She's assisted with breakfast service at a hotel, done filing, and worked with toddlers and senior citizens.
Now her parents want her to live as independently as possible, so they bought a home for her in Morton, a few hours drive away from the family's home outside Monticello.
For one thing, Nicki's big sister, Megan Levitt, 31, lives in Morton with her husband and two young children.
"Megan has been pushing us for years to move Nicki into her own home in Morton, where she can learn to live independently," said Dane Strube.
Levitt doesn't take all the credit for the impetus behind the life-changing move for her sister.
"Getting Nicki to live independently has been a goal for all of us in the family," she said. "I've been telling my parents for a few years we need to do something sooner than later because the older a special needs adult gets, the harder it is to accept change.
"I know my sister, and I know what the Morton community has to offer to those with special needs. That's why I've been telling my parents we need to move Nicki here."
Levitt's expertise about those with special needs comes from her profession.
She's a decorated special education teacher in the Morton School District.
She received the Master Potter Excellence in Education Award, the highest annual honor bestowed on a district teacher, for the 2014-15 school year.
After eight years teaching at Morton High School, Levitt has spent two years at Lincoln Elementary School, which is a short walk from Nicki's new home.
"We didn't set out to find a home for Nicki near Lincoln. It just worked out that way," Levitt said. "Besides having Nicki live close to the school where I work, one of Nicki's neighbors also works in the Morton School District. I know this person and adore him. He'll keep an eye on Nicki."
The Heart of Morton support group, made up of parents of young adults with cognitive disabilities, has been a big help to the Strube family.

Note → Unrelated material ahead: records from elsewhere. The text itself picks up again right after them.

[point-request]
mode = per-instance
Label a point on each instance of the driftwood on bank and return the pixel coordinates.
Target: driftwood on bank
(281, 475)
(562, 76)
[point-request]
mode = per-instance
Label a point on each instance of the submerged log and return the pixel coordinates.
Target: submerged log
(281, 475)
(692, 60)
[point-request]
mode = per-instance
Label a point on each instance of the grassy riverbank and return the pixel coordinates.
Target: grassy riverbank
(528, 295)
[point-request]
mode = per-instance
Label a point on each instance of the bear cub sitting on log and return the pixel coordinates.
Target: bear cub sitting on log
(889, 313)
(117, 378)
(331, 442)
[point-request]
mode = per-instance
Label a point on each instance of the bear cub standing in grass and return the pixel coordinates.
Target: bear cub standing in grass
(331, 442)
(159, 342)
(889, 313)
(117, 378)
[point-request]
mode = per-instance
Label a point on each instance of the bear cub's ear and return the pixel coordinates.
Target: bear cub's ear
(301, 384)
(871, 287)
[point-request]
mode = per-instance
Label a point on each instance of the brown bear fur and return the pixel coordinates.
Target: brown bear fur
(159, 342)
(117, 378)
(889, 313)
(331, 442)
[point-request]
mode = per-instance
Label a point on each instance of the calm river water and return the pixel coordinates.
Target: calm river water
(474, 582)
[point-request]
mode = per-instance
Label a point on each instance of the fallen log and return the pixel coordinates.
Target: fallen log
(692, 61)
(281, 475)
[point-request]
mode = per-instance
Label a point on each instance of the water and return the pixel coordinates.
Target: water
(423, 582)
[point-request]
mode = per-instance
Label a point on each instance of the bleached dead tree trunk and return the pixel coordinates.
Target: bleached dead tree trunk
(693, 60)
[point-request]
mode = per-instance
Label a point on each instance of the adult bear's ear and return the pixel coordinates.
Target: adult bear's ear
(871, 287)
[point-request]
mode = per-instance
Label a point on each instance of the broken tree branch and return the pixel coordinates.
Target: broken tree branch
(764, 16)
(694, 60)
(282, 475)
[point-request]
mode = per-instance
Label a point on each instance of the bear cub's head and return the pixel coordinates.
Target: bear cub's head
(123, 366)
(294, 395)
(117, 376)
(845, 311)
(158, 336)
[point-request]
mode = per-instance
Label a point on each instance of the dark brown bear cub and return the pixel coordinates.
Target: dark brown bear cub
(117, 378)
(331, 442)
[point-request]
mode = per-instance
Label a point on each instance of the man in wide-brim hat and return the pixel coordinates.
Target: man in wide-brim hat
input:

"We really appreciate the Heart of Morton group," said Dane Strube. "We know this is going to be a challenging chapter in Nicki's life, but with the help of her sister and family and mostly the Morton community, it will be rewarding."
The challenges have already begun.
"Nicki is nervous," her father said. "She's having a difficult time comprehending what's happening."
"Change is difficult for anyone," said Levitt, who is certain Nicki will be more comfortable with her new surroundings as time goes on.
Levitt is looking forward to this summer, when Nicki can spend time with her and her husband, Rob, and their daughters Karis, 6, and Brinley, 3.
Even though Nicki is in her new home, her relocation isn't complete. Her father and mother are taking turns staying with her, but that's not a permanent arrangement.
Dane and Lori Strube are looking for two female roommates for Nicki who have similar special needs. Each roommate will have a personal support worker, like Nicki does, to help with daily activities.
Also needed is a female, perhaps a college student, who will live in the home with the young women. A rent-free and utilities-free private living space will be provided for the female in the home's basement.
Families with a special needs young adult and those interested in living in the basement space can call Lori Strube at (217) 552-4779 or send an email to Dane Strube at email@example.com.
Dane Strube said Tazewell County Resource Centers is helping his family in the search for roommates for Nicki and in finding her a job.